Re: Browser support

From: Otto Stolz (Otto.Stolz@uni-konstanz.de)
Date: Wed Mar 20 2002 - 07:21:59 EST


Hello all,

though Bill Kurmey wrote privately, I think this should be discussed
publicly; so I take the liberty to answer in Unicode list.

I had written:

> - When a notable fraction of your user community uses older browsers,
> particularly Netscape 4.7:
> - For characters contained in CP 1252, such as em-dash, trademark symbol,
> and smart quotes, choose ISO-8859-1 encoding, and use NCRs for the
> characters not in ISO-8859-1 (but in CP 1252).

Bill Kurmey wrote:

> Please, no. There are hundreds if not thousands of web pages already
> incorrectly identified as "ISO-8859-1" and which should be identified as
> "Windows-1252" when they contain NCRs not in the range of ISO-8859-1.

Wrong presupposition.

As I had explained, the document charset is fixed: ISO 8859-1 for HTML 2
and HTML 3; UCS for HTML 4. This means
- that a HTML 4 source may legally contain NCRs from the whole UCS/Unicode
   range,
- the HTTP Content-Type/charset parameter only determines how the bytes
   transmitted to the browser are to be transformed back into characters
   (which, in due course, will be parsed, according to the HTML syntax,
   into tags, entities, NCRs, or text elements).
Cf. <http://www.w3.org/TR/html401/charset.html>, for the gory details.
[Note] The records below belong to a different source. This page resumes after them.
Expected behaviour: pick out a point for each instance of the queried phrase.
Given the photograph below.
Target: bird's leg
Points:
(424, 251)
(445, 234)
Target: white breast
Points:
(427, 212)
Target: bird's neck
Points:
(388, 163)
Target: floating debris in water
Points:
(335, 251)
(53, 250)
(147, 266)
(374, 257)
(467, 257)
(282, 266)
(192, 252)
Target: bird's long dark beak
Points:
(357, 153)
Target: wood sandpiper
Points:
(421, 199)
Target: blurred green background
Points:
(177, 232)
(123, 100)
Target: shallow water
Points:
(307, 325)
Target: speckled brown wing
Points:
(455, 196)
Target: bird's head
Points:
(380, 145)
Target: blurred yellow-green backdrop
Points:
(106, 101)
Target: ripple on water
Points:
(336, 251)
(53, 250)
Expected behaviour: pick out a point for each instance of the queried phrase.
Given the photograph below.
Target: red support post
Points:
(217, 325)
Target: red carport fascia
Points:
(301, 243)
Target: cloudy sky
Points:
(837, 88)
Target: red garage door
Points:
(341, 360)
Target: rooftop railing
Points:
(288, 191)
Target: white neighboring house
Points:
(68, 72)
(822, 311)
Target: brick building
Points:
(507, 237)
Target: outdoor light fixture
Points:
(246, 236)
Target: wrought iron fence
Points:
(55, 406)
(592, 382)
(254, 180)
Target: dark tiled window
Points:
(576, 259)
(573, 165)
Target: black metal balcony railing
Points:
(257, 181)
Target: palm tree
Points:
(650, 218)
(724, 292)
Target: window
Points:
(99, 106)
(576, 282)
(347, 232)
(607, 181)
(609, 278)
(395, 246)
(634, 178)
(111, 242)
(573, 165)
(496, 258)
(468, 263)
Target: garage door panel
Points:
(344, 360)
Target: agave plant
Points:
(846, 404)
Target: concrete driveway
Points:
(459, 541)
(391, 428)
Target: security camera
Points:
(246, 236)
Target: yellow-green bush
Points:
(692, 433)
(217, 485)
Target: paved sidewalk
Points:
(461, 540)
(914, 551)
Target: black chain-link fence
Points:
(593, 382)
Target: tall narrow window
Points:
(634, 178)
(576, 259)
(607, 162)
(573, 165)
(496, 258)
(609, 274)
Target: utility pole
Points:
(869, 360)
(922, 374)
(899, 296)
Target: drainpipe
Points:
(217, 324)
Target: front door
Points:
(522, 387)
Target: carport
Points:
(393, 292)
In the particular example,
- an HTML 4 page labelled
   <meta http-equiv="Content-Type" content="text/html; charset=ISO-8859-1">
   can contain an em-dash in any of four representations:
   · Bytes 26 6D 64 61 73 68 3B : "&mdash;"
   · Bytes 26 23 38 32 31 32 3B : "&#8212;"
   · Bytes 26 23 78 32 30 31 34 3B : "&#x2014;"
   · Bytes 26 23 58 32 30 31 34 3B : "&#X2014;"
- an HTML 4 page labelled
   <meta http-equiv="Content-Type" content="text/html; charset=CP-1252">
   can contain an em-dash in any of five representations:
   · Bytes 26 6D 64 61 73 68 3B : "&mdash;"
   · Bytes 26 23 38 32 31 32 3B : "&#8212;"
   · Bytes 26 23 78 32 30 31 34 3B : "&#x2014;"
   · Bytes 26 23 58 32 30 31 34 3B : "&#X2014;"
   · Byte 97 : em-dash, encoded in CP 1252

I should have mentioned, that not all of the older browsers handle
hexadecadic NCRs (though Netscape 4.77 does). Hence, I recommend to
use only the decimal ones, for another couple of years.

Bill Kurmey wrote:

> Many do not declare the version of HTML in which they were created.

The Doctype declaration is essential. I should have mentioned this, in
my previous note. HTML 4 requires a Doctype declaration, cf.
<http://www.w3.org/TR/html401/struct/global.html#h-7.2>; a HTML source not
containing a Doctype declaration is always assumed to be in HTML 2.0. Hence,
the discussion above depends on a valid HTML 4 Doctype declaration.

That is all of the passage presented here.